During his tenure as staff architect James Birrell was also responsible for the JD Story Administration Building (1965) and the Agriculture and Entomology Building, now known as the Hartley Teakle Building (1966). Birrell was also responsible for the design of the campus plan at James Cook University in Townsville, and several of its early buildings 1964–1970. In 1965 Birrell became President of the Australian Planning Institute.

Private Practice

In 1966 he moved into private practice. Much of Birrell's work in this period came from overseas. He worked for the University of Papua New Guinea, where he designed the Halls of Residence, Arts/Law and Arts II Buildings, and in Indonesia as a government planning consultant.

==Works==
- Toowong Municipal Library and Pool designed while City Council Architect.
- Union College Building designed while University of Queensland Staff.
- Wickham Terrace Car Park
- Private residence - 4 Carol Court, Buderim, Qld
- Nambour Council Building / Shire Chambers, Library and town square
- Brisbane Centenary Pool Centre
- Annerley Library, Brisbane
- University Hall of Residence, James Cook University
- Eddie Koiki Mabo Library, James Cook University
- Ken Back Chancellory Building, James Cook University
- JD Story Administration Building – University of Queensland
- Agriculture and Entomology Building (Hartley Teakle Building) – University of Queensland
- Papua New Guinea Banking Corporation (PNGBC) (now Bank South Pacific), headquarters – Port Moresby, Papua New Guinea
- Agriculture Bank – Port Moresby, Papua New Guinea
- University of Queensland Staff and Graduates Club

==Awards==
- Union College, University of Queensland, RAIA High Commendation (1966)
- JD Story Administration Building, University of Queensland, RAIA Commendation
- Agriculture and Entomology Building (Hartley Teakle Building), University of Queensland, RAIA Citation (1970)

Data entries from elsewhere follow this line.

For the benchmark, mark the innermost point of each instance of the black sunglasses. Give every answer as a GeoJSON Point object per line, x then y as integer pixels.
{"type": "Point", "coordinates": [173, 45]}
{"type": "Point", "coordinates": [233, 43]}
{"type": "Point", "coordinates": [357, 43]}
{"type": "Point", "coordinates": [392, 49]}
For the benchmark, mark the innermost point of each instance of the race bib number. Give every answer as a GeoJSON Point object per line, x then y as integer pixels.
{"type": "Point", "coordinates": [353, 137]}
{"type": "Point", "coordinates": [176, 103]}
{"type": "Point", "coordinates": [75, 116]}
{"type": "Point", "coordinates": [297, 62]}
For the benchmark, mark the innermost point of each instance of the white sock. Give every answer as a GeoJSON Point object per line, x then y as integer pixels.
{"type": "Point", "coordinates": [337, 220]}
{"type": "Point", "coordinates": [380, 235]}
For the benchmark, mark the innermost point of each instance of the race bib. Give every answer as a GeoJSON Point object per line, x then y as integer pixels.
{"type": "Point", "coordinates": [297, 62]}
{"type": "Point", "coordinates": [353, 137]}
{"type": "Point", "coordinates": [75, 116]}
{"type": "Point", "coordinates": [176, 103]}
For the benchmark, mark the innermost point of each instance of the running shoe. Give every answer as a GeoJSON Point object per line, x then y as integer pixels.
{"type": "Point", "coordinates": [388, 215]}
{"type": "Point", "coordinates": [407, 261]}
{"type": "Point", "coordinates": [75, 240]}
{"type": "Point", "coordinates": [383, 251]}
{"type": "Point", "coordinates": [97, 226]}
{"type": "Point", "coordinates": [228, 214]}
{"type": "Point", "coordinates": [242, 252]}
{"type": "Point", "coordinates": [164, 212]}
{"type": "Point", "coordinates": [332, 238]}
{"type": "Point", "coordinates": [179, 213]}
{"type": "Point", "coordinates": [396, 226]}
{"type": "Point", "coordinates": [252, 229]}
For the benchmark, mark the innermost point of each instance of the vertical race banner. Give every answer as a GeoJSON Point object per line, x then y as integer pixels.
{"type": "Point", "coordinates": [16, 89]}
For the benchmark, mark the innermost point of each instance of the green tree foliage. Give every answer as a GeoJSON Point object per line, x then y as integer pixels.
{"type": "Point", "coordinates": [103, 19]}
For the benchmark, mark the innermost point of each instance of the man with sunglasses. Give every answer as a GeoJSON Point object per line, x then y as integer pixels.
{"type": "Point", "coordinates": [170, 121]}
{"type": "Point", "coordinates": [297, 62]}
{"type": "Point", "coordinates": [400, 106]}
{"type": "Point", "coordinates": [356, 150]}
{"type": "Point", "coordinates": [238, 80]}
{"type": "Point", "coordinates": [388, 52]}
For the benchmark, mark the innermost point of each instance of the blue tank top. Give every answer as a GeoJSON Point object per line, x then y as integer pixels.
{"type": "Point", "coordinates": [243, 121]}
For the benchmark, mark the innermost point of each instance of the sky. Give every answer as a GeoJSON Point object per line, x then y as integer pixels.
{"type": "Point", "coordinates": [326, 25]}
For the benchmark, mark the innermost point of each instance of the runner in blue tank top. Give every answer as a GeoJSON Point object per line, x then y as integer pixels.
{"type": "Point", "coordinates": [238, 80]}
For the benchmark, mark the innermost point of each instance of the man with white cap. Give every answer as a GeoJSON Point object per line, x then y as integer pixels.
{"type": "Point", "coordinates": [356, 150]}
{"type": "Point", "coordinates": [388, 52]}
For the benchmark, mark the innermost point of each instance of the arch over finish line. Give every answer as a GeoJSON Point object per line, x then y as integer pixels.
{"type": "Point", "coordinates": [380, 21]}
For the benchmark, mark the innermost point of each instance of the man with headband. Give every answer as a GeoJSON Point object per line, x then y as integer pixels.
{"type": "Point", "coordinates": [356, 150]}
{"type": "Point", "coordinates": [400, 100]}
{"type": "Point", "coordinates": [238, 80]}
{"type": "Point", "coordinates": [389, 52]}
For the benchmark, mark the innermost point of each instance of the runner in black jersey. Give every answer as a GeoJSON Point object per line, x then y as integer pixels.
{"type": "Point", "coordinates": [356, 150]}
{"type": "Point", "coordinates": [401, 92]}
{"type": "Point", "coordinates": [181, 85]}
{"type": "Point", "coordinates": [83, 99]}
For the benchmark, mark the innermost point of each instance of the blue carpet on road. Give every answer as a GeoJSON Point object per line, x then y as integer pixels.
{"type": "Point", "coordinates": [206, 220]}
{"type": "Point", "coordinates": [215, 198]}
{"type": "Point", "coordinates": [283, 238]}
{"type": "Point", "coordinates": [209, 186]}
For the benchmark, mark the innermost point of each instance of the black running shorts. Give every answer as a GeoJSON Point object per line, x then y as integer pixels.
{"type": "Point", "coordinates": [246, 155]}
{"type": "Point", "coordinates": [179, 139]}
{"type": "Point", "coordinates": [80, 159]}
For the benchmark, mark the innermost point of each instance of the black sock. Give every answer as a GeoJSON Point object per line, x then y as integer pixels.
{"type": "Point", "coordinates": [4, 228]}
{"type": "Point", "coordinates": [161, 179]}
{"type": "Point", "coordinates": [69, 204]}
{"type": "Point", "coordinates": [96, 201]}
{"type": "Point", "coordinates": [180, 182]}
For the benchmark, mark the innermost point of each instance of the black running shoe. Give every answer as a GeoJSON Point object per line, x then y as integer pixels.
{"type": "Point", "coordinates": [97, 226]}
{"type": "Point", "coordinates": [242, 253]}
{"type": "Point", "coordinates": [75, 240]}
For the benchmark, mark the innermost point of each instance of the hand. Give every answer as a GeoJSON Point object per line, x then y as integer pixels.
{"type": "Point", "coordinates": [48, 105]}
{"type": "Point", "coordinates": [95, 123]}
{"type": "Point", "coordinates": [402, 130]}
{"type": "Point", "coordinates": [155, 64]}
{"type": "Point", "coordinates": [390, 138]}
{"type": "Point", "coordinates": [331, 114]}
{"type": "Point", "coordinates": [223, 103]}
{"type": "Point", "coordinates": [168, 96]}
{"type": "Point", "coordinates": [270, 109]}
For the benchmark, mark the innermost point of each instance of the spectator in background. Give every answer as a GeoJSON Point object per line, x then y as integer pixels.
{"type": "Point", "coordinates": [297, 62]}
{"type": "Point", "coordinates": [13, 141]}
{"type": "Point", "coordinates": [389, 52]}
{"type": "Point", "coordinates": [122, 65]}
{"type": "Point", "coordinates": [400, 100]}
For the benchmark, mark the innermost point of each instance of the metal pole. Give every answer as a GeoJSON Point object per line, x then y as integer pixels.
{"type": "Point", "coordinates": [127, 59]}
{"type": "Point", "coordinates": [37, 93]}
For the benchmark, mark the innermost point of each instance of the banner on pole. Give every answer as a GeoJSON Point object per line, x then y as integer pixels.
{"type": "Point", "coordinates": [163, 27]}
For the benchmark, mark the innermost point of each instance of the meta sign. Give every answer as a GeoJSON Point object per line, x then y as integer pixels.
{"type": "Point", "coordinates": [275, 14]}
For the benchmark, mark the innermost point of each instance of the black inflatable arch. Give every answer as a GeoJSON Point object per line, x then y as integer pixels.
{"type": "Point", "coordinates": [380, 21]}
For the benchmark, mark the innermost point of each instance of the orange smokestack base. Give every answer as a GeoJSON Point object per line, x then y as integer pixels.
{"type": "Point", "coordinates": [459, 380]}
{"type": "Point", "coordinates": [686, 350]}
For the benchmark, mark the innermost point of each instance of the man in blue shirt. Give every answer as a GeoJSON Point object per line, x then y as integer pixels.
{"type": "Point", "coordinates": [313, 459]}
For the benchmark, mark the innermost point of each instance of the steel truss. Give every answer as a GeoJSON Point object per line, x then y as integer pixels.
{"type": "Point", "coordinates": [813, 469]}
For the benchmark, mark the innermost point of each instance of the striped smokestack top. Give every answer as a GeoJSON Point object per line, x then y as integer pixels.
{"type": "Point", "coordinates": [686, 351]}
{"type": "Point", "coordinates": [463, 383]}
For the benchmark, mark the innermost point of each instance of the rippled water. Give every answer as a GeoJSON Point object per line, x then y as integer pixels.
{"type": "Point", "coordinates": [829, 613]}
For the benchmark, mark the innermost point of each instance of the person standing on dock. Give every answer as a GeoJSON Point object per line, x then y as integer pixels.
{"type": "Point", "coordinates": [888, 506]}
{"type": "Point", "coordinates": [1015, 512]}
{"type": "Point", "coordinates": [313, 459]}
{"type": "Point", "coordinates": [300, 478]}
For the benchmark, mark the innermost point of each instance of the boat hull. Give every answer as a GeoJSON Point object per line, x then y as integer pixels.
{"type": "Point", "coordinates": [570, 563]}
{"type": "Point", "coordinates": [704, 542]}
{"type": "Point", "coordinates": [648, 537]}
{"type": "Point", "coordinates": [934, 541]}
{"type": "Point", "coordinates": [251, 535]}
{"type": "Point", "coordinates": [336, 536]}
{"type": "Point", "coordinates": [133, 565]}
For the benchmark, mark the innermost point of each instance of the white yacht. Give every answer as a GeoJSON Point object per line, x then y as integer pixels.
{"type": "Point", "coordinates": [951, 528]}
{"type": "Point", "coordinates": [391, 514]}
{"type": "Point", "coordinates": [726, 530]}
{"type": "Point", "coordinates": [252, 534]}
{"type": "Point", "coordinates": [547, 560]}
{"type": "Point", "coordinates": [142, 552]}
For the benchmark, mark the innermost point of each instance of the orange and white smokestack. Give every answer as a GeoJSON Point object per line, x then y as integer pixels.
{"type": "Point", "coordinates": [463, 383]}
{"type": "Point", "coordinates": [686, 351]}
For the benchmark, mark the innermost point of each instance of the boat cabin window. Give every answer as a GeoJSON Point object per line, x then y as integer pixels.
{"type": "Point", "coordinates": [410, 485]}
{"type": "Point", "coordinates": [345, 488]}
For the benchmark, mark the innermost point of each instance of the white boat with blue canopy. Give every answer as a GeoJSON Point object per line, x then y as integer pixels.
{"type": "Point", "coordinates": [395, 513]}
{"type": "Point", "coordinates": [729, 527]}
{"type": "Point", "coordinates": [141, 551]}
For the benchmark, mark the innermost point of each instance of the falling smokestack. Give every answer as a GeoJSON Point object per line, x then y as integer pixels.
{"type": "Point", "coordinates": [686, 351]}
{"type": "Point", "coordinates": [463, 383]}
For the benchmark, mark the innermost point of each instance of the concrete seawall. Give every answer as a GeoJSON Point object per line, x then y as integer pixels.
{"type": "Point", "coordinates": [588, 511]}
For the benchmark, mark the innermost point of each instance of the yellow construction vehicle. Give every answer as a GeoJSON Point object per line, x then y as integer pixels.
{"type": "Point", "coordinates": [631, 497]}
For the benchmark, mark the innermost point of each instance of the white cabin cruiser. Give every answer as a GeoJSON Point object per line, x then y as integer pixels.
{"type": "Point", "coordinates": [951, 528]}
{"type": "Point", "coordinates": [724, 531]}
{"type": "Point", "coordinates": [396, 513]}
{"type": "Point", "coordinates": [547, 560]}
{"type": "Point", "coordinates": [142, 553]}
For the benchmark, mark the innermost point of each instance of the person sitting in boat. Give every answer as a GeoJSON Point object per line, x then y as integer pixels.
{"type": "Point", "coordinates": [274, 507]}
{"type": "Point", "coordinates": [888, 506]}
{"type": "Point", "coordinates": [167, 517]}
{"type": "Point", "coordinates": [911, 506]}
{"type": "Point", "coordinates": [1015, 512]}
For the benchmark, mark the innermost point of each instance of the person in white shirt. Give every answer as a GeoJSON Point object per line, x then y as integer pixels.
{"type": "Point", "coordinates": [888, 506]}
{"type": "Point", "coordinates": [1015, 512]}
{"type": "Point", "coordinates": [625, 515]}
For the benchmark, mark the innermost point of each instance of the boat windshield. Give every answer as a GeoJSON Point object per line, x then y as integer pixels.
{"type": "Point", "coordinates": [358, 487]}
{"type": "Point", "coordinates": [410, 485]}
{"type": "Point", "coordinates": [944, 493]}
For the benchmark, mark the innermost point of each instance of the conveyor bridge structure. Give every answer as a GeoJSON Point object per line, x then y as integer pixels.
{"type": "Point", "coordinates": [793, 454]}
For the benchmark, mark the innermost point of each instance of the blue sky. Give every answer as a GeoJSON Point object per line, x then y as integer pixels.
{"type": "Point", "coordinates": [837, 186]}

In 2005 Birrell was awarded the RAIA Gold Medal. Royal Australian Institute of Architects national president Warren Kerr said the Melbourne-born Brisbane-based architect had made a "spirited and distinguished contribution to the discipline of architecture".

==Tributes==
- The University of Queensland Staff and Graduates Club have a room named the "James Birrell Room".
- Architecture students in the University of Queensland's Faculty of Engineering, Architecture and Information Technology's Scholars program are known as Birrell Scholars. The program provides the Faculty's top students with enhanced academic, industry and cultural experiences.